Beginnen wir mit ganz links: Statt eines friedlichen Aufzugs für Freiheit und Demokratie, wie ihn sich Gießens Oberbürgermeister gewünscht hatte, gab es wieder einmal von Chaoten geprägte Proteste. Es ist leider oftmals das Gleiche: Linke Gewalttäter nutzen Demonstrationen, um vor allem Polizisten mit Steinen, Flaschen, Feuerwerkskörpern und anderen Dingen anzugreifen.

Derart verteidigen sie aber nicht die Demokratie, sondern sie verletzen sie. Das fängt nicht erst bei den Gewalttaten an, sondern schon mit dem Vorhaben, Andersdenkende daran zu hindern, sich zu versammeln. Die Gewalt der linken Chaoten führt dazu, dass die Mehrheit der friedlichen Demonstranten kaum noch wahrgenommen wird, die sich für ein Land der Vielfalt und gegen Rechtsextremismus eingesetzt haben.

Aber nicht nur das. Die Gewalt überschattet auch das, was auf der anderen Seite eigentlich vor sich geht – die Inhalte der AfD-Jugend und die damit verbundenen Gefahren geraten ins Hintertreffen.

Damit sind wir bei ganz rechts. Denn dort steht die neue AfD-Jugendorganisation ganz sicher.
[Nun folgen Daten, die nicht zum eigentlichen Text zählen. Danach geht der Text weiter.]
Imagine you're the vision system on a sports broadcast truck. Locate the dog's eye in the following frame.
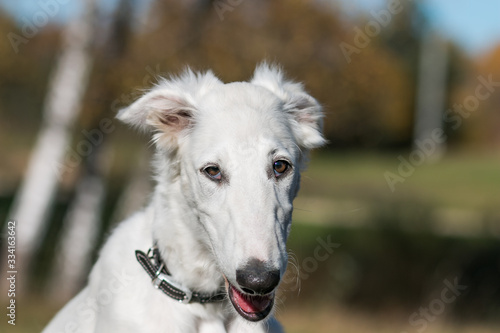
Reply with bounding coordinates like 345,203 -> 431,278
273,160 -> 290,177
204,166 -> 222,181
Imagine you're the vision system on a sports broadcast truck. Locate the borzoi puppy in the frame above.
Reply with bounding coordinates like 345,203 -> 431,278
43,63 -> 325,333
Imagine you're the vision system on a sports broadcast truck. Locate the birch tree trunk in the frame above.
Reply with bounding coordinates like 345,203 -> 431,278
413,31 -> 448,159
46,0 -> 135,300
6,0 -> 97,294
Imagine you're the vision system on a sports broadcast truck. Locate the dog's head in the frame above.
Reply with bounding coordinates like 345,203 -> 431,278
118,63 -> 325,321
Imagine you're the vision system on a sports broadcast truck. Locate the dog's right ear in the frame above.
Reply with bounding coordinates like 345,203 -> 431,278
117,69 -> 221,149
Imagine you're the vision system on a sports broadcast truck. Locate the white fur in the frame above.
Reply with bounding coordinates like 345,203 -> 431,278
43,63 -> 324,333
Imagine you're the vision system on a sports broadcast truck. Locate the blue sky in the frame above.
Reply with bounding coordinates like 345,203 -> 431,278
2,0 -> 500,56
425,0 -> 500,55
0,0 -> 119,22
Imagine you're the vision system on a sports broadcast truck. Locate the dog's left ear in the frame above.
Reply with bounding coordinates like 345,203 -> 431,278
117,69 -> 221,149
251,63 -> 326,149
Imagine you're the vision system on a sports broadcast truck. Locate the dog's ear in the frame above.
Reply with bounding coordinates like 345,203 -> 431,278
117,69 -> 221,149
251,63 -> 326,149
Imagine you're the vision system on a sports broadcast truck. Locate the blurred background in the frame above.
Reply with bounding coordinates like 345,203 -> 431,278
0,0 -> 499,332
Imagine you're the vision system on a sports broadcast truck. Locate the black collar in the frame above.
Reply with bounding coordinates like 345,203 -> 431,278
135,245 -> 226,304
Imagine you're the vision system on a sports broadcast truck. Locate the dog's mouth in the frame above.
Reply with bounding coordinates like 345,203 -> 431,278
224,278 -> 275,322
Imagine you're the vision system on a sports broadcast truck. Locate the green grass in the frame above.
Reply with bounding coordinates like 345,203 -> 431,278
278,306 -> 500,333
295,150 -> 500,227
304,150 -> 500,206
5,299 -> 499,333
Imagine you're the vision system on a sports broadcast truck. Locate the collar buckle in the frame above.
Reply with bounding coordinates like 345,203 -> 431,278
146,245 -> 158,266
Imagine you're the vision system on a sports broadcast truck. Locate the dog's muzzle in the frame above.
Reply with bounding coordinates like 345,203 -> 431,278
224,259 -> 280,321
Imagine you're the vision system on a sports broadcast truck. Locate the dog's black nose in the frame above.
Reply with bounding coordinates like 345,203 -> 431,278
236,259 -> 280,295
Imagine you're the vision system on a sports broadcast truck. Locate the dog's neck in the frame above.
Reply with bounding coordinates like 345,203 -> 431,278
149,155 -> 224,295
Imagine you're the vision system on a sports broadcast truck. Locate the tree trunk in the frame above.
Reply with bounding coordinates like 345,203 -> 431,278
413,31 -> 448,159
5,0 -> 97,295
44,0 -> 136,300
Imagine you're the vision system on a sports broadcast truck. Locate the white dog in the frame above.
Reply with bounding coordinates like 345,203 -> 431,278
43,63 -> 325,333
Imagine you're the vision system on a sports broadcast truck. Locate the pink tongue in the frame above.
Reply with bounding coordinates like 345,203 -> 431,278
231,286 -> 272,313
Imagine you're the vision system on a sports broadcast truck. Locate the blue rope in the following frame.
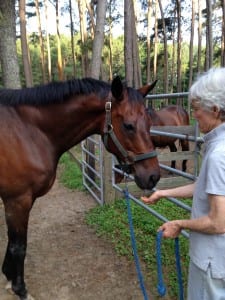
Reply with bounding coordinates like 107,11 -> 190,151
124,187 -> 149,300
156,230 -> 166,296
156,230 -> 184,300
175,237 -> 184,300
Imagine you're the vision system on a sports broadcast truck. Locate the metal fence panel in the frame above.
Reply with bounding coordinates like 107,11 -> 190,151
81,135 -> 104,205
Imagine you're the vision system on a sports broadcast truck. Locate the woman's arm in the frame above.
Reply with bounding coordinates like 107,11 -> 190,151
156,194 -> 225,238
141,183 -> 195,204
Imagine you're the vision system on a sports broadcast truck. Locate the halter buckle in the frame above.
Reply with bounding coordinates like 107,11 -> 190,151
105,102 -> 111,112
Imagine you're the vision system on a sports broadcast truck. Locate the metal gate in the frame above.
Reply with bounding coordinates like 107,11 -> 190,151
81,135 -> 104,205
112,128 -> 203,238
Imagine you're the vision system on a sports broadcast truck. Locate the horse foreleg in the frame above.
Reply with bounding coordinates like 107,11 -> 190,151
169,143 -> 177,170
2,195 -> 33,299
3,236 -> 27,299
181,139 -> 189,172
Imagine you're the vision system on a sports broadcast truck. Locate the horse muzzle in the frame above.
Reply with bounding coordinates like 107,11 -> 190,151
134,171 -> 160,190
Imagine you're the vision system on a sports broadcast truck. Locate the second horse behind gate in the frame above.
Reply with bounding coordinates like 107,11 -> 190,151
148,105 -> 190,172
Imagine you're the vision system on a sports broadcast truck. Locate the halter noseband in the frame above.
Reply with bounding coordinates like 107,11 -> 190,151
103,97 -> 157,173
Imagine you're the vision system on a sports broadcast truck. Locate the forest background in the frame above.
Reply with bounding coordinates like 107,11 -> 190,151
0,0 -> 224,97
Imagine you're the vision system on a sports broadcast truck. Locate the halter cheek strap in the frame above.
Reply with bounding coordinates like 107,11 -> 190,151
103,99 -> 157,172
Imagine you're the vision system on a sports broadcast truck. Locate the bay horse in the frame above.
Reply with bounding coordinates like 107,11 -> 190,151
0,76 -> 160,300
148,105 -> 190,172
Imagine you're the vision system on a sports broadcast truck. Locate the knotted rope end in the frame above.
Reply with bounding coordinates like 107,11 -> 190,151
157,284 -> 166,297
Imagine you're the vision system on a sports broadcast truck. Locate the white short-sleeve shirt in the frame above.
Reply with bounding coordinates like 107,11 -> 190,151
190,122 -> 225,279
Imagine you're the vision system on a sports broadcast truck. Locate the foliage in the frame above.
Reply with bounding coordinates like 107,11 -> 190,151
85,197 -> 191,299
14,28 -> 207,91
1,1 -> 225,91
59,152 -> 84,191
111,35 -> 125,78
13,28 -> 214,91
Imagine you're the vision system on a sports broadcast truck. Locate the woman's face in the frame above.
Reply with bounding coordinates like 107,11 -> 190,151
191,101 -> 222,134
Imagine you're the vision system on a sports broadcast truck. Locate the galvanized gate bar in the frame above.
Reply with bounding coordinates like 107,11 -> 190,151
150,129 -> 204,143
159,164 -> 196,180
146,92 -> 189,100
81,135 -> 104,205
112,181 -> 189,239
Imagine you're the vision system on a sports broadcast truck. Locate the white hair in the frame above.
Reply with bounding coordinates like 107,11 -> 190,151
189,67 -> 225,112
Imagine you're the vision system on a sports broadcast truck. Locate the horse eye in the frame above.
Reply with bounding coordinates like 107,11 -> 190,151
123,123 -> 135,131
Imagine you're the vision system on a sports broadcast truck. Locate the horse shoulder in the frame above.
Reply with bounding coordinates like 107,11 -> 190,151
0,106 -> 57,199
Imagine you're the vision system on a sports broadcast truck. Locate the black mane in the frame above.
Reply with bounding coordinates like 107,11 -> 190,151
0,78 -> 111,106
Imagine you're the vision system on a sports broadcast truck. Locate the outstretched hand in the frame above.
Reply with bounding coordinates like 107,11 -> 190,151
141,190 -> 161,204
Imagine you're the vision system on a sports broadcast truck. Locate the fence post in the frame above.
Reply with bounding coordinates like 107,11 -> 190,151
103,147 -> 116,204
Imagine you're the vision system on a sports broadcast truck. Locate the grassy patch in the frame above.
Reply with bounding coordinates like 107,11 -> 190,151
85,198 -> 190,299
59,152 -> 84,191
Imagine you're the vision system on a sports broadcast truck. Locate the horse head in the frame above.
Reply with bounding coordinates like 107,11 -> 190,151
102,76 -> 160,190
Nicht nur dass ihr Vorsitzender als Rechtsextremist wohlbekannt ist, auch die Träume von einer „millionenfachen Remigration“ waren bei dem Gründungstreffen mehrfach zu vernehmen. Das ist die Höcke-Linie der „wohltemperierten Grausamkeit“. Auch die „Generation Deutschland“ gibt also nicht Anlass zur Hoffnung, dass sich die AfD in nächster Zeit mäßigen könnte. Sie sollte vielmehr ein weiterer Grund sein, über eine irgendwie geartete Zusammenarbeit mit dieser Partei gar nicht erst nachzudenken – sondern sich ihr mit friedlichen Mitteln entgegenzustellen.“

(FAZ / Kommentar von Philip Eppelsheim / mit Dank für das Verwursten)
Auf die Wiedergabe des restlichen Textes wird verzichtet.